E na missiva que recebi do meu amigo Nhô Dédo, fiquei, a saber, que o velho e querido Constantino Dozzi Tezza, homem da terra, nascido em Butiá, distrito de Descalvado, era um amante das abelhas nativas, tendo cultivado um especial carinho pela jataí na fazenda da família. Com o Constantino, pessoa saudosa, com quem tive o especial prazer de saborear bons momentos de prosa, nunca tocou no assunto comigo, possivelmente por falta de tempo e, também, pela quase raridade dos nossos encontros.  E por herança seu filho Sinésio tem, também, a sua colmeia, que cultiva com especial carinho. E eis que o Nhô Dédo me confidenciou que tem a sua colmeia de jataí, presente do seu falecido sogro, que cultiva com especial carinho como uma relíquia familiar. Bom, pelo que se sabe, o Ibama não proíbe que se tenha uma colmeia no quintal, já que são as nossas nativas abelhas que escolhem os locais onde constroem sua fabriqueta de mel.

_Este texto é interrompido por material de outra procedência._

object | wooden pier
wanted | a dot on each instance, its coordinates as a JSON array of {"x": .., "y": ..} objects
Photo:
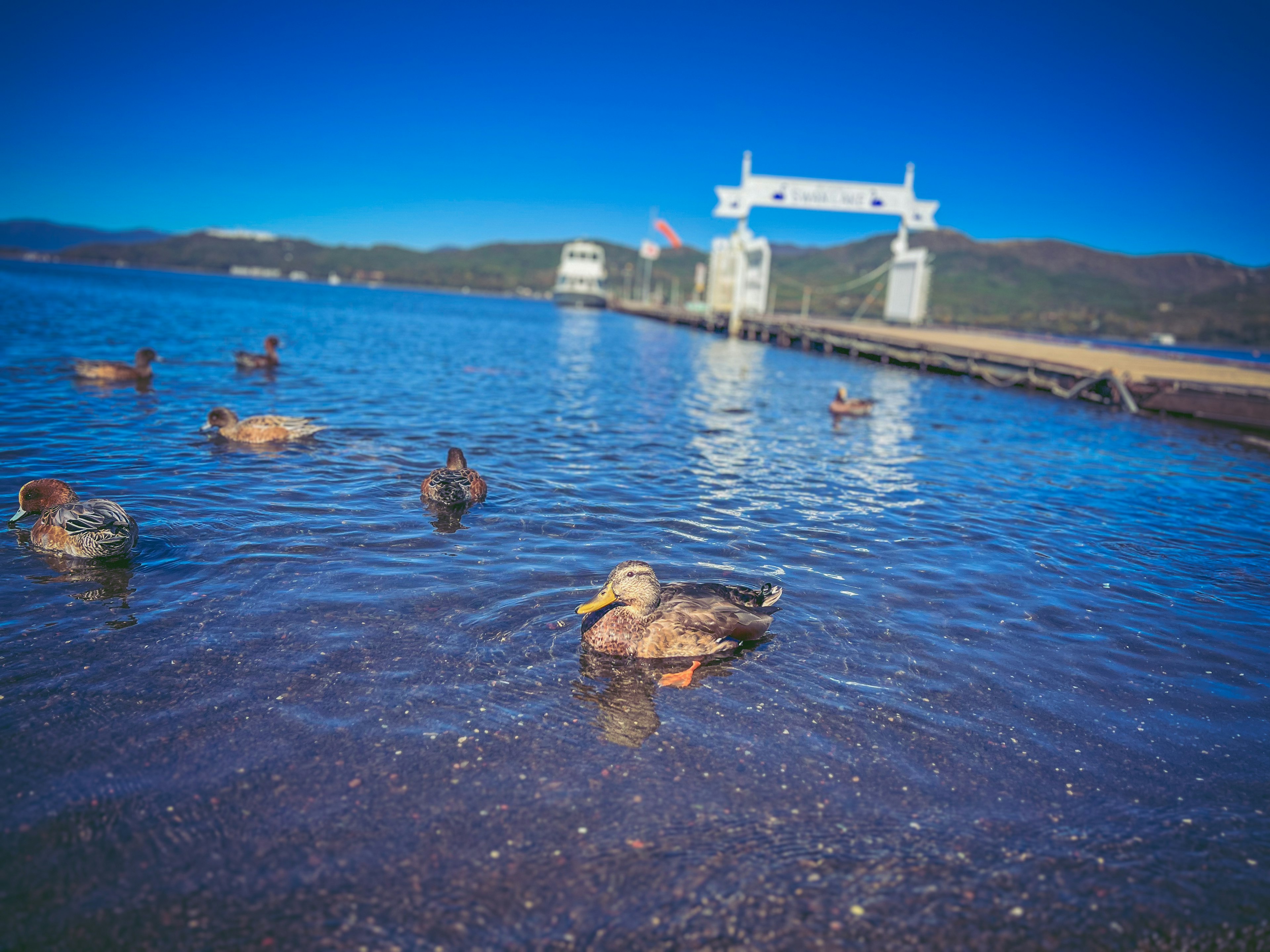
[{"x": 1136, "y": 380}]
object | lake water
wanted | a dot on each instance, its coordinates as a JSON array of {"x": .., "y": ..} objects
[{"x": 1015, "y": 696}]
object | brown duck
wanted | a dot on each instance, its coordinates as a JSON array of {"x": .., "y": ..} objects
[
  {"x": 260, "y": 429},
  {"x": 680, "y": 620},
  {"x": 253, "y": 362},
  {"x": 119, "y": 370},
  {"x": 87, "y": 529},
  {"x": 844, "y": 407},
  {"x": 454, "y": 485}
]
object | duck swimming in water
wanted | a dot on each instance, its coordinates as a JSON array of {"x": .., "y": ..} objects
[
  {"x": 680, "y": 620},
  {"x": 87, "y": 529},
  {"x": 842, "y": 407},
  {"x": 260, "y": 429},
  {"x": 119, "y": 370},
  {"x": 253, "y": 362},
  {"x": 455, "y": 485}
]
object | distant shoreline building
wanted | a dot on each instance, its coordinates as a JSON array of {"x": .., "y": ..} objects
[{"x": 581, "y": 277}]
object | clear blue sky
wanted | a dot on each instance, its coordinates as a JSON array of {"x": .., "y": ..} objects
[{"x": 1135, "y": 127}]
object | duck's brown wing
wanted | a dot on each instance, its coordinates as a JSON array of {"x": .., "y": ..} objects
[
  {"x": 761, "y": 600},
  {"x": 93, "y": 527},
  {"x": 270, "y": 428},
  {"x": 106, "y": 370},
  {"x": 454, "y": 487},
  {"x": 704, "y": 620},
  {"x": 478, "y": 485}
]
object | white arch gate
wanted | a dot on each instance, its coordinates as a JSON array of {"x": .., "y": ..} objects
[{"x": 741, "y": 264}]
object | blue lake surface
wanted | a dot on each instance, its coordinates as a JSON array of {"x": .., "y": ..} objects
[{"x": 1015, "y": 696}]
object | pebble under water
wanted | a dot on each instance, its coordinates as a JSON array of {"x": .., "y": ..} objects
[{"x": 1015, "y": 696}]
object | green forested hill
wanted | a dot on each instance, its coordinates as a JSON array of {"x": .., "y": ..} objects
[{"x": 1046, "y": 285}]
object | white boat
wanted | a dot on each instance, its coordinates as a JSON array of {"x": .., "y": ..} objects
[{"x": 581, "y": 277}]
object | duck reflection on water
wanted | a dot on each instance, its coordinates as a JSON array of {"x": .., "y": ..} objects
[
  {"x": 446, "y": 518},
  {"x": 628, "y": 687},
  {"x": 98, "y": 579}
]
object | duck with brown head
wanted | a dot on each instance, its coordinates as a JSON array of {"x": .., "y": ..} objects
[
  {"x": 680, "y": 620},
  {"x": 117, "y": 370},
  {"x": 87, "y": 529},
  {"x": 842, "y": 405},
  {"x": 260, "y": 429},
  {"x": 248, "y": 361},
  {"x": 455, "y": 485}
]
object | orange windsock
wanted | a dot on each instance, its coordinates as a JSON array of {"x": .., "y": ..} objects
[{"x": 665, "y": 228}]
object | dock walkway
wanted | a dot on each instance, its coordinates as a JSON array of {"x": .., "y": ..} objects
[{"x": 1213, "y": 389}]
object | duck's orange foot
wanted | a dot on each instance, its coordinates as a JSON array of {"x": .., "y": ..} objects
[{"x": 680, "y": 681}]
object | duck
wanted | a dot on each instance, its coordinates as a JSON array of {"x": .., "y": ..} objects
[
  {"x": 140, "y": 367},
  {"x": 87, "y": 529},
  {"x": 842, "y": 407},
  {"x": 680, "y": 620},
  {"x": 270, "y": 358},
  {"x": 260, "y": 429},
  {"x": 454, "y": 485}
]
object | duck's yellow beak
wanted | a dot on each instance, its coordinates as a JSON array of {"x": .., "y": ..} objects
[{"x": 606, "y": 597}]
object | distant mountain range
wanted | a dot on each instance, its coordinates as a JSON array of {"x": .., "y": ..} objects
[
  {"x": 36, "y": 235},
  {"x": 1039, "y": 286}
]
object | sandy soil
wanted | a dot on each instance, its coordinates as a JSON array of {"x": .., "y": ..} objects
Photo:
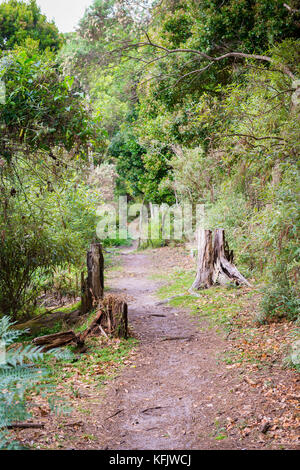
[{"x": 177, "y": 396}]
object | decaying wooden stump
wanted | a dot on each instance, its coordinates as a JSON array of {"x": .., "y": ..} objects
[
  {"x": 215, "y": 261},
  {"x": 56, "y": 340},
  {"x": 205, "y": 260},
  {"x": 110, "y": 319},
  {"x": 92, "y": 287}
]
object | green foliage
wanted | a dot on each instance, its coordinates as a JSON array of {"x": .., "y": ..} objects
[
  {"x": 281, "y": 300},
  {"x": 43, "y": 109},
  {"x": 21, "y": 20},
  {"x": 129, "y": 162},
  {"x": 46, "y": 228},
  {"x": 16, "y": 376}
]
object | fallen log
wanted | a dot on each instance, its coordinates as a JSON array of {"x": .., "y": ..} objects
[
  {"x": 56, "y": 340},
  {"x": 26, "y": 426},
  {"x": 110, "y": 319}
]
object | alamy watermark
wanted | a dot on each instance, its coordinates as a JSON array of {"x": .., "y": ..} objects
[
  {"x": 149, "y": 221},
  {"x": 2, "y": 353}
]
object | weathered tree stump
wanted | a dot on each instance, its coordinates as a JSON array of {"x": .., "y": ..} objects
[
  {"x": 205, "y": 260},
  {"x": 116, "y": 316},
  {"x": 215, "y": 261},
  {"x": 93, "y": 286},
  {"x": 111, "y": 319}
]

Outra informação que me deixou deveras constrangido, foi o desconhecimento da existência de uma canção que o Dédo fez sobre as nossas abelhas em parceria com os prezados amigos Sinésio e o Carlinhos Kalunga, violonista e compositor. Nessa canção o nobre Nhô Dédo esbanja seus conhecimentos sobre a vida natural e as abelhas nativas sem ferrão, emolduradas pelos acordes saborosos do mestre Carlinhos.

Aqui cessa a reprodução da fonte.